One of the big mysteries of the past few months in Australia’s complex electricity markets has been the performance and decisions of some of the big coal and hydro generators in Queensland – both coal and hydro.
Many observers have been stumped as to why, in the depth of recent negative pricing events that were caused by a combination of lots of solar, low demand and network constraints capping exports to the south – some coal generators actually increased generation, and the biggest “battery” in the state was hardly used to soak up the excess supply.
At one stage in September, as RenewEconomy reported at the time, most solar farms in Queensland turned off “en masse” in response to the negative prices, while coal generation increased and the 570MW pumped hydro facility stayed idle.
Some light was shed on this situation earlier this week, when the Australian Energy Market Operator noted that Wivenhoe had only “pumped” on 18 per cent of the occasions that prices went negative in the September quarter.
It blamed this on operational and environmental issues, and also on “commercial considerations” – likely to refer to how its former owner CS Energy managed its predominantly coal portfolio.
More light has been shed by the Australian Energy Regulator, in its own quarterly report released on Friday, which suggested that coal generators had been encouraged to boost capacity even during negative prices because of an effective bonus pool in frequency and ancillary control markets.
It is often forgotten that the spot price of electricity is just one of dozens of different markets operating within the National Electricy Market, with many of the additions focusing on FCAS.
AEMO has recently announced that it will make changes to the amount of FCAS is wants on standby in the market, partly because it is concerned that not enough FCAS has been available, particularly in markets such as Queensland where there are no big batteries, little demand response, and where coal generators have been relaxing their “governor” controls, which affects their ability to provide FCAS.
This issue was brought to its attention in the big outages that followed a lighning strike on the main link between Queensland and NSW on August 25 last year.
It created such a ruction in the grid that Queensland and South Australia separated, outages swept across NSW, Victoria and Tasmania, and while South Australia – thanks to the Tesla battery – had no problems, the lack of FCAS response from Queensland coal generators left that state in a perilous position.
It was an event that sent the industry bananas with frustration.
By changing the rules, AEMO has effectively increased the amount of mainland base “regulation” FCAS volumes by 50 MW in March, and a further 20 MW in April and 20 MW in May 2019, or a total of 90MW, due to deteriorating frequency performance.
It has also increased the amount of “contingency” FCAS by around 100MW, and will likely do so again in the second phase of its proposed changes. And while the presence of the Tesla big battery has punctured the FCAS cartel in South Australia – where the gas markets could charge what they liked when constraints were imposed – there are no big batteries in the sunshine state.
(Regulation FCAS refers to small changes of supply, and contingency FCAS looks to manage large changes in supply, in the event, for instance, of a network fault or a sudden generator or load outage).
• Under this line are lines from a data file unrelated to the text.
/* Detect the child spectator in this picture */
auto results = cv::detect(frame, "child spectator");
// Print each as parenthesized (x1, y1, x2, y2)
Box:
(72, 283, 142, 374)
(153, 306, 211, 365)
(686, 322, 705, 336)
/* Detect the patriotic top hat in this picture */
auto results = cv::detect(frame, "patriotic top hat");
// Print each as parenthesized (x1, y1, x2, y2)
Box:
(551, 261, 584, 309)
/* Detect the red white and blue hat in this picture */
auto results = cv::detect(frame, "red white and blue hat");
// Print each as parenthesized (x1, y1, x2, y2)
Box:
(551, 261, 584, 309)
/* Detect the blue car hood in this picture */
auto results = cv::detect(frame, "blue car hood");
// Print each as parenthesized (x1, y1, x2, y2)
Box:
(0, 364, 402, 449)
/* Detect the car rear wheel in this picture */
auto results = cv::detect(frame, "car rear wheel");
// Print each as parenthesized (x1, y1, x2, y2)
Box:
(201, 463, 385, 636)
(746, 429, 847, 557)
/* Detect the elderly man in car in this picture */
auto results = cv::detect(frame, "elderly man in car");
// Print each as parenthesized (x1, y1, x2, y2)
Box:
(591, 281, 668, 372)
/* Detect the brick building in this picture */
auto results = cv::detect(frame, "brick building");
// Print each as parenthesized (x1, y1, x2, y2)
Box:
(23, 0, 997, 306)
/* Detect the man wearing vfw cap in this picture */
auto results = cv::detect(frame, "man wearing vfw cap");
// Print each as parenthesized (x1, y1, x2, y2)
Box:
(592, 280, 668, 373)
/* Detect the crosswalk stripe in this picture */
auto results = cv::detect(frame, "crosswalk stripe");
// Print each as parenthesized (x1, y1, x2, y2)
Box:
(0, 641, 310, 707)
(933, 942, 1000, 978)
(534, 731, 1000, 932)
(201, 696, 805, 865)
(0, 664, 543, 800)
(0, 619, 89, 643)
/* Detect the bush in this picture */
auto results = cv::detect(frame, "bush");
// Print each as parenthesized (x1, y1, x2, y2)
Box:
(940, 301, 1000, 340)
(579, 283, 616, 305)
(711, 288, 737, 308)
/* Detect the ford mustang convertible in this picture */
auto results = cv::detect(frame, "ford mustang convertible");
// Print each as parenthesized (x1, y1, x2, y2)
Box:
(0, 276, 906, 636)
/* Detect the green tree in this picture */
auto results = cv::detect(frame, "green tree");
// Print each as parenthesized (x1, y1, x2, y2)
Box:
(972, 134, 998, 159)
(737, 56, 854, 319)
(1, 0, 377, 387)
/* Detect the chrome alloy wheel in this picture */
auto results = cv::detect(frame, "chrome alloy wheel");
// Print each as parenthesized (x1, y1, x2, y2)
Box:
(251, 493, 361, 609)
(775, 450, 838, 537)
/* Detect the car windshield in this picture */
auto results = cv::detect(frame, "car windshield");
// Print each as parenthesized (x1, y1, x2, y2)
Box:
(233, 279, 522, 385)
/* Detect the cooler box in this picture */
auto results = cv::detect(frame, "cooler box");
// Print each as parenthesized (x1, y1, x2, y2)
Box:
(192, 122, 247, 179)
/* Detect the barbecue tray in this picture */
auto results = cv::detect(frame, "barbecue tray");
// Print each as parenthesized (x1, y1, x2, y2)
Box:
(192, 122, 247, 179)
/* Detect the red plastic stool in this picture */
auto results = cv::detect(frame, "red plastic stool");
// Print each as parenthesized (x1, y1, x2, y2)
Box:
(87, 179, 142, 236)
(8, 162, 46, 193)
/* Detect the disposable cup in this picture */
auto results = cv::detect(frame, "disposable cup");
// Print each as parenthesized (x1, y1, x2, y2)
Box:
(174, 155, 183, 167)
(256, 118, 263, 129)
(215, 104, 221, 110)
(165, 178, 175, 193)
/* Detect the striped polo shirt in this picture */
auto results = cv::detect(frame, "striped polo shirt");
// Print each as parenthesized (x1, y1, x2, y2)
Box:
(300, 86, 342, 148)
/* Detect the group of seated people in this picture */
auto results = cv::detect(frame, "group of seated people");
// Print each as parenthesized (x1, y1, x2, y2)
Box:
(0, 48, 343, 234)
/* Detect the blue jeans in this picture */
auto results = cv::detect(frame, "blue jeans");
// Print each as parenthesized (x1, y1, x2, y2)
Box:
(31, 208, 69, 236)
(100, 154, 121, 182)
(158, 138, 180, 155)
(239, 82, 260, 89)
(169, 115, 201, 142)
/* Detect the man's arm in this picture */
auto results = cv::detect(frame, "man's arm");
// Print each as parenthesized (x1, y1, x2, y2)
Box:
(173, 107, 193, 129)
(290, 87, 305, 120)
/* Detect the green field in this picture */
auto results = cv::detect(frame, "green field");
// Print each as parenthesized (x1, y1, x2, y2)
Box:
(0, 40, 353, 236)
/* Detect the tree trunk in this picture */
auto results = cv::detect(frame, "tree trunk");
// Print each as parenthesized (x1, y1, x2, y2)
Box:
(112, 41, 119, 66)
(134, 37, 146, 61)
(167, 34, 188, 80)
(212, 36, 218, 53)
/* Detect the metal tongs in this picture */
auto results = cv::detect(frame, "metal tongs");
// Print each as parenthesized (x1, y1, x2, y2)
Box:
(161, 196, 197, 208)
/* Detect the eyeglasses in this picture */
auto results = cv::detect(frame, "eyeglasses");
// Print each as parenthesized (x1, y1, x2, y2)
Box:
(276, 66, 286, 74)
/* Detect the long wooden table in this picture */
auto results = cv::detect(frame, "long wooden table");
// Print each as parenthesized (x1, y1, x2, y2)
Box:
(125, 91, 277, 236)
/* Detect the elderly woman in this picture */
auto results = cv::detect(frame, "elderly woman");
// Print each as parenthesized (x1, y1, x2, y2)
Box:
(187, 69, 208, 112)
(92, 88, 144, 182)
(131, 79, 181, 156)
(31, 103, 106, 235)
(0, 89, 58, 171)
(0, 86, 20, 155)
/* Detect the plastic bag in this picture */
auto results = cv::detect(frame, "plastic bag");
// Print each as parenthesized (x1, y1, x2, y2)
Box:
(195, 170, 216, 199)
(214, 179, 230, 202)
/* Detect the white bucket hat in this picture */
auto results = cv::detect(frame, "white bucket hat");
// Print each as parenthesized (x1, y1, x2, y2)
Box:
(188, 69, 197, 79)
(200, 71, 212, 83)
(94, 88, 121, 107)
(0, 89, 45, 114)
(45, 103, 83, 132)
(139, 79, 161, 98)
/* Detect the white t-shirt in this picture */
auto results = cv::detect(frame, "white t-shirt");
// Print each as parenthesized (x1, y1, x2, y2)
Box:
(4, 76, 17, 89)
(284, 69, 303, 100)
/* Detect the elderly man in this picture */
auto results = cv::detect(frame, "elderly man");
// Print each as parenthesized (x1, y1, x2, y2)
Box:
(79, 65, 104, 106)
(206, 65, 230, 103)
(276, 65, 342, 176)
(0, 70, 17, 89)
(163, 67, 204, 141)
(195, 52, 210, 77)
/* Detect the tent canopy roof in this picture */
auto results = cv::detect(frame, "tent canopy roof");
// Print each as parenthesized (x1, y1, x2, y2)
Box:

This has led to some bizarre outcomes in the market, and incentives to coal generators to increase generation during negative pricing events, when normally they would be seeking to ramp down. Or, if they had a pumped hydro facility or battery storage, to switch those facilities on.
As the AER noted:
“We have also observed participants rebidding capacity to low prices in Queensland at the time of negative prices, citing ‘FCAS/Energy co-optimisation’ as the reason.
“Participants who offer capacity into the FCAS markets in Queensland are mainly coal-fired generators. When the price of energy is negative these generators may have incentives to increase dispatch in FCAS markets where the prices may be higher.”
It cites the example of September 4, 2019, when the price for some lower services was above $300/MWh at the time that energy prices were negative, so delivering enough incentives for coal generators to lift their output, and effectively chase the solar and wind farms out of the market.
(The coal generators could dominate the FCAS market because the network constraints effectively shut battery competitors elsewhere out of that market).
This is just part of the problems with FCAS at the moment, a subject we will jump back into next week.
But it was also interesting to note – just for the record – that while increased generation of wind and solar, and network constraints that limit exports – have been blamed for negative pricing events, it is the coal generators who actually bid most of their capacity below zero.
The AER says negative pricing events are a normal part of the market, and coal generators in Queensland bid 71 per cent of their capacity at negative during the September quarter, which meant that for some of the time there was enough negatively prices coal capacity to meet demand.
Why? Because much coal capacity is unable to be flexible about output, and would prefer to endure periods of negative prices to avoid greater costs, or to meet contracted loads.
So coal generators don’t switch off, while solar and wind farms and gas generators do, unless directed otherwise. And batteries and pumped hydro should charge and pump.